AuroraTool._run is an error boundary. An unexpected exception is logged once with its real type, then a sanitized AuroraToolError is raised outside the except block so neither __cause__ nor __context__ carries the original detail into the framework's error wrapper. AuroraTool.timeout_seconds sets an optional asyncio.wait_for budget; the timeout message keeps the literal token timeout so the tool-invocation auditor classifies it correctly. See ADR 047.

Default budget and rate limiting (ADR 049)

The per-call budget became a boundary guarantee rather than an opt-in. AuroraTool resolves it as: the explicit timeout_seconds if set; else None (no budget) when the tool is marked is_hitl; else the configured MCP_TOOL_TIMEOUT_SECONDS default. The five human-in-the-loop tools (block_ip, isolate_endpoint, edr_windows_isolate, edr_windows_kill_process, request_human_approval) are is_hitl, so they keep waiting on an analyst without a budget.

A pure-ASGI MCPRateLimitMiddleware throttles requests per client IP using the shared RedisRateLimiter. It is opt-in via MCP_RATE_LIMIT_ENABLED (default off), exempts health-check paths, and fails open when Redis is unavailable so a Redis blip degrades protection rather than blacking out the server. The launcher wraps the ASGI app with it after the bearer-token middleware. See ADR 049.

Tracing and graceful shutdown

MCP tool invocations are traced with OpenTelemetry spans, and the server drains in-flight calls on shutdown rather than dropping them.
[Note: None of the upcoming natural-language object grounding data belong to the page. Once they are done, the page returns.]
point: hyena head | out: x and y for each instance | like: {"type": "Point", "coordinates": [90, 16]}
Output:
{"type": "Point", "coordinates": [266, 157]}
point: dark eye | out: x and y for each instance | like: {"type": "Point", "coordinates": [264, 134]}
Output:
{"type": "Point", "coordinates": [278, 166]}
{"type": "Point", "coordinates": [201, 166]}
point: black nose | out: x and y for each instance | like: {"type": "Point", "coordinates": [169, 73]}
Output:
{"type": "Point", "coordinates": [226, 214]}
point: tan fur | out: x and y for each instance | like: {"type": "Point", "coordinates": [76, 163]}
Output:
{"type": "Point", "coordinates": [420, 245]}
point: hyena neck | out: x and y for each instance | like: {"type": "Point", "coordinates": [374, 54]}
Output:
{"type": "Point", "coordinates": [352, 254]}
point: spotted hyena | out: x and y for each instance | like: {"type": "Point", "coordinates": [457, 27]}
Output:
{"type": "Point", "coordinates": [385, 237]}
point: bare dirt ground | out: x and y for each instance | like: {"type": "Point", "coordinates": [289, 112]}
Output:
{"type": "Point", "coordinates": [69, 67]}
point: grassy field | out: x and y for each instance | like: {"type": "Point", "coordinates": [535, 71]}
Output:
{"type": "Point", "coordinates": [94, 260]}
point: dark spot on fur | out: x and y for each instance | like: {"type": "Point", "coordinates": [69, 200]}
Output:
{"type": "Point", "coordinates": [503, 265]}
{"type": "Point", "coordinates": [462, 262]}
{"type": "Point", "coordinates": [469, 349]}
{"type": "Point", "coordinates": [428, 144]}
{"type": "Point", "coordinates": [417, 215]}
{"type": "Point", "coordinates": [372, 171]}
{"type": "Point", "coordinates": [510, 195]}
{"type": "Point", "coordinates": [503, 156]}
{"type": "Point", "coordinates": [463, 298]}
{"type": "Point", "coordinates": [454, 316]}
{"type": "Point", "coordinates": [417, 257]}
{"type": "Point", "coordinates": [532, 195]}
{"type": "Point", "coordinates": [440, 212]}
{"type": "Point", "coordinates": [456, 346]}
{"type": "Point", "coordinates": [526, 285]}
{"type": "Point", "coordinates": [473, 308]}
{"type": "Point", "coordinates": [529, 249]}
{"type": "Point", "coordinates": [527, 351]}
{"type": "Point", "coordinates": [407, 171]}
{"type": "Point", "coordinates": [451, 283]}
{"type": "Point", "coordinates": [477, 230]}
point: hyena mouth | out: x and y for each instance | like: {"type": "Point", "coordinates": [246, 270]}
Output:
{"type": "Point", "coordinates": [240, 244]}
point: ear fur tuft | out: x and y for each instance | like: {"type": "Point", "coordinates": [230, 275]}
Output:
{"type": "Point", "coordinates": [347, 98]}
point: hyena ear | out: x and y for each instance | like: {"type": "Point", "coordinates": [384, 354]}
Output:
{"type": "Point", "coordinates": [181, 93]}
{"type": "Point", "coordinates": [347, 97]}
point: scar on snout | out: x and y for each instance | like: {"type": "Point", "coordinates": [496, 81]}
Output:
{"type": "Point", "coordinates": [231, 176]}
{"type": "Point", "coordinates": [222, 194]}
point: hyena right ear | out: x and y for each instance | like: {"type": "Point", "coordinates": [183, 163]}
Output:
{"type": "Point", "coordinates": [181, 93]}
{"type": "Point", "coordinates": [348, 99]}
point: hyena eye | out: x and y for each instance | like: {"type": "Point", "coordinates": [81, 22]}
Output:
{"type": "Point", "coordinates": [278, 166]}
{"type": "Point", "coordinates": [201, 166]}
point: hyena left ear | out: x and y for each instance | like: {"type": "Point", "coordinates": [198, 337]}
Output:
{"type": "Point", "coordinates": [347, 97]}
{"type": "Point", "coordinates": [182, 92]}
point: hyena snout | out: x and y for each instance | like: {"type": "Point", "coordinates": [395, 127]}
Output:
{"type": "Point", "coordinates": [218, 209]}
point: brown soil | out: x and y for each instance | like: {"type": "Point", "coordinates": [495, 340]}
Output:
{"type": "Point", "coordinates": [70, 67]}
The launcher builds the FastMCP ASGI app so the boundary guards (token middleware, mTLS context, rate limiting) apply to every request.

Settings

MCPSettings knobs: tool_timeout_seconds (default 60), rate_limit_enabled (default false), rate_limit_requests (default 600), rate_limit_window_seconds (default 60). The dev stack is unaffected because rate limiting defaults off.

What goes wrong

  • A tool returns a bare {"error": ...} instead of the envelope: it has not been migrated to tool_error_envelope. Agents cannot branch on error_code.
  • A non-HITL tool with no explicit budget now times out at the default: raise timeout_seconds for a self-bounded long-running tool, or mark it is_hitl only if it genuinely blocks on an analyst.
  • Rate limiting silently does nothing: it is off unless MCP_RATE_LIMIT_ENABLED is set, and it fails open when Redis is down.